Italian actress (born 1958)

Susanna Capurso (born 17 January 1958) is an Italian actress who works mainly in Germany. She is best known for the role of Sabrina Buchstab-Scholz in the German television series Lindenstraße.

==Career==
After international theater roles (including in France, Italy, Poland and Chile), Capurso made her German TV debut under the direction of Christian Quadflieg with Ein unvergessliches Wochenende in Venedig. In Germany, she was best known for her role as Sabrina Buchstab, later Scholz in the television series Lindenstraße, which she portrayed from 2005 to 2012.

She had theater engagements, among others. at the Komödie am Kurfürstendamm, at the Kammerspiele and at the Freie Volksbühne Berlin. In addition to Lindenstraße, she starred in TV series such as Cologne P.D. as Donatella Fiori, Für alle Fälle Stefanie, Neues vom Bülowbogen and in the TV comedies Die oder keine and Ein Banker zum Verhaben.
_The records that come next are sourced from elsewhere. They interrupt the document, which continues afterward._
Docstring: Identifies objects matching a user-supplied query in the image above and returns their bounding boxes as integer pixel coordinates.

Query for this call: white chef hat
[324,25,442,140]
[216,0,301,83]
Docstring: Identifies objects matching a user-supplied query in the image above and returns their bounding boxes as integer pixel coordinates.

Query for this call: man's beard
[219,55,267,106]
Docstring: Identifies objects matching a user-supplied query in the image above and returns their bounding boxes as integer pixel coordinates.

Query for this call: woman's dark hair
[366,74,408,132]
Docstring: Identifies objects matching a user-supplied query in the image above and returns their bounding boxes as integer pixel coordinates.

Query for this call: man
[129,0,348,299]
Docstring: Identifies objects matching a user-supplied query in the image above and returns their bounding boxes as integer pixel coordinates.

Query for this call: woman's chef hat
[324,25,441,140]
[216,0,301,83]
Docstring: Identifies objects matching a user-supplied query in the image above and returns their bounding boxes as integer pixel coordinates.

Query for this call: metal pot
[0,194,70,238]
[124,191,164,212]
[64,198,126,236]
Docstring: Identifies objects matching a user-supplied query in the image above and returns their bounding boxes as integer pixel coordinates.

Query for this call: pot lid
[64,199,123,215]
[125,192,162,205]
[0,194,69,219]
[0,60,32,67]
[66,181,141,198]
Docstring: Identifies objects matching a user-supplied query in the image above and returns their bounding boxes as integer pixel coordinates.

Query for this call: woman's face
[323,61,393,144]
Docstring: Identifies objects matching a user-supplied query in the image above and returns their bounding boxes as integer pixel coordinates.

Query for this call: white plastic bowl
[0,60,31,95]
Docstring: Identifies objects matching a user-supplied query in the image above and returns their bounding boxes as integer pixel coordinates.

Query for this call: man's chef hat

In Alisa – Folge deinem Herzen, she portrayed the role of Francesca Bertani from episodes 66 to 75.

== Partial filmography ==
- 2002: Swept Away
- 2010: Letters to Juliet
- 2015: Die Rosenheim-Cops
- 2015: Monaco 110
- 2018: Urlaub mit Mama
- 2020: Bettys Diagnose

==Personal life==
Capurso is married and has a son from her first marriage to fellow actor Michael Kausch. She currently resides in Berlin.